Tennessee man on death row chooses electric chair to avoid ‘terror and agony’ of lethal injection

Edmund Zagorski's execution is set amid a national debate about the use of untested drug cocktails.

A man in Tennessee is set to be executed by the electric chair Thursday night amid a national debate about lethal injection. (PHOTO CREDIT: BRENDAN SMIALOWSKI/AFP/Getty Images)
A man in Tennessee is set to be executed by the electric chair Thursday night amid a national debate about lethal injection. (PHOTO CREDIT: BRENDAN SMIALOWSKI/AFP/Getty Images)

Edmund Zagorski, 63, is set to be executed by electric chair Thursday night in Tennessee after requesting the method last month because the state uses a controversial drug cocktail for lethal injections that critics say causes excruciating, long-lasting pain.

Zagorski was sentenced to death for the 1984 murders of two men, and, according to Tennessee law, any person convicted of a capital offense before January 1, 1999, has the option to choose electrocution.

According to CNN, Zagorski’s attorneys have argued that lethal injection would force Zagorski to spend the last 10 to 18 minutes of his life in “utter terror and agony” while the electric chair would only cause him “excruciating pain for (likely) 15-30 seconds.”

Zagorski’s attorneys did reportedly say, however, that Zagorski was forced into a “terrible choice,” saying that although execution by electrocution is “relatively fast,” it is also “dreadful and grim.”


As of Wednesday night, Zagorski’s attorneys were still asking the Supreme Court to delay his execution. The court declined to hear Zagorski’s case last month.

Initially, Zagorski’s execution was scheduled for October 11, but Tennessee Gov. Bill Haslam (R) delayed the case two weeks ago so that the electric chair could be prepared properly, according to local reports.

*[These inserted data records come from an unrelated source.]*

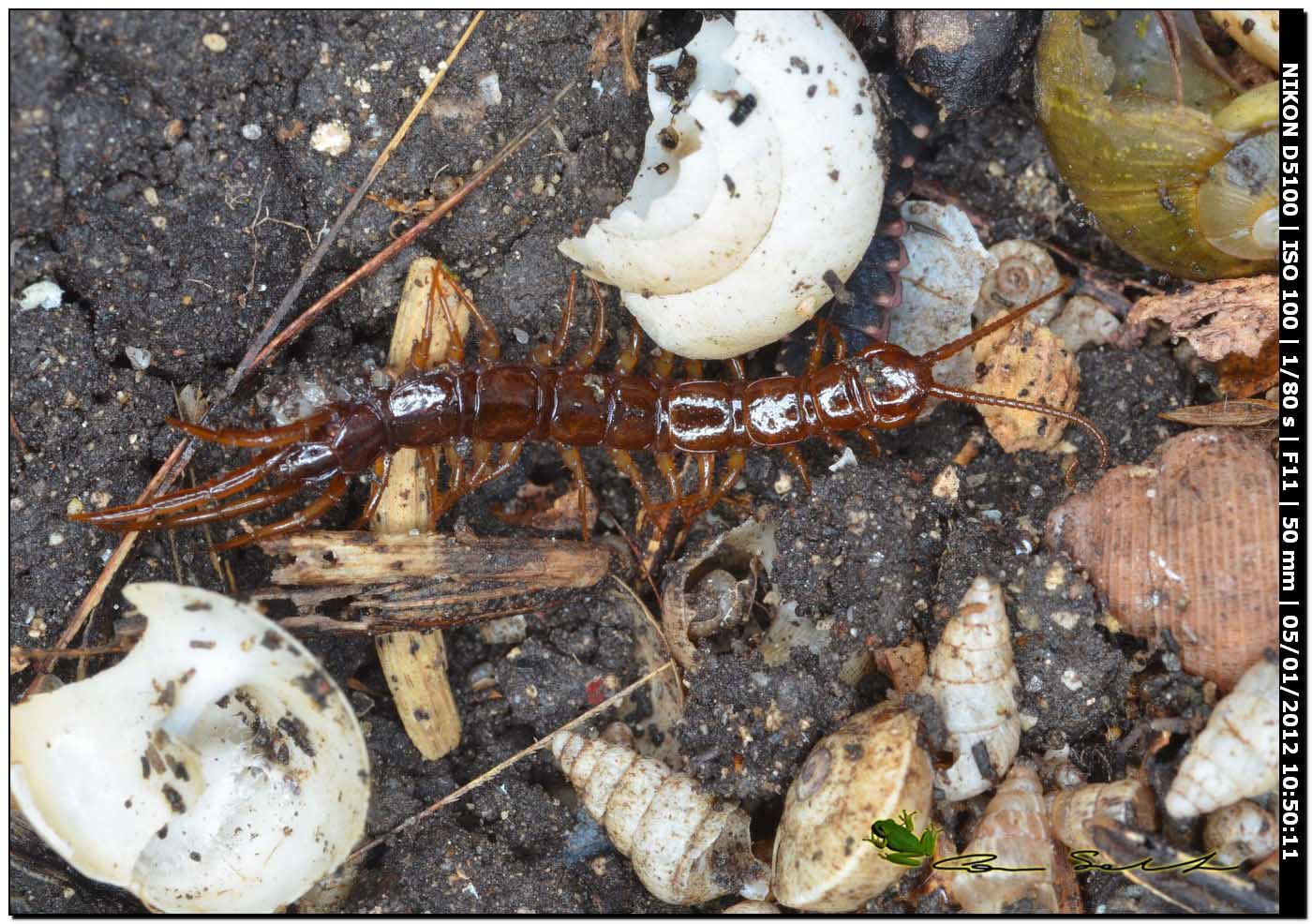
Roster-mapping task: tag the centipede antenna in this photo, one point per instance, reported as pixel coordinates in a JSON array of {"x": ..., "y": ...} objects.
[
  {"x": 980, "y": 333},
  {"x": 994, "y": 400},
  {"x": 271, "y": 438}
]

“The point of the reprieve was just when the method changed,” Haslam told reporters after an event in Nashville last month. “You’re always open and listening but the purpose of the reprieve was not to reconsider the circumstance… I said let’s just make certain that we’re prepared in the exact right way.”

If Zagorski’s execution moves forward, he will become the first person in the United States put to death by the electric chair in five years, as CNN noted this week. The execution is scheduled for Thursday at 7 p.m. local time. He reportedly chose pickled pig knuckles and pig tails for his last meal.

Four years ago, Tennessee became the first state to make use of the electric chair mandatory when lethal injection drugs are unavailable, though, assuming Zagorski’s execution goes forward, it would be the first time the state has used the electric chair since 2007. Before then, it had not been used in nearly 50 years.

Zagorski’s decision to request the electric chair comes amid a national debate about the ethics of lethal injection. In August, another man on death row, Billy Ray Irick, choked and turned purple as he died, according to people in attendance.


Irick was executed using a three-drug cocktail typical for lethal injections. The first drug, Midazolam, is supposed to act as a painkiller. The second is a paralytic, and the third induces a heart attack.

But Midazolam might not be doing its job. In a number of recent executions, experts said the individual being executed was in serious pain, including one instance in Arizona when the individual appeared to be in agony for two hours despite having been administered the drug.

Just four days after Irick was executed in Tennessee, Nebraska executed another man, Casey Dean Moore, using an untested drug cocktail that included fentanyl, the opioid that was responsible for nearly 30,000 deaths last year.

Beyond simply the ongoing debate about lethal injection, a report from the Death Penalty Information Center found that there was significant evidence of mental illness, brain damage, intellectual disability, severe trauma, or possible innocence in nearly 90 percent of capital punishment executions in the United States.

Additionally, the report found that five of the 23 people executed by the state in 2017 received “glaringly deficient legal representation” or were denied substantial judicial review.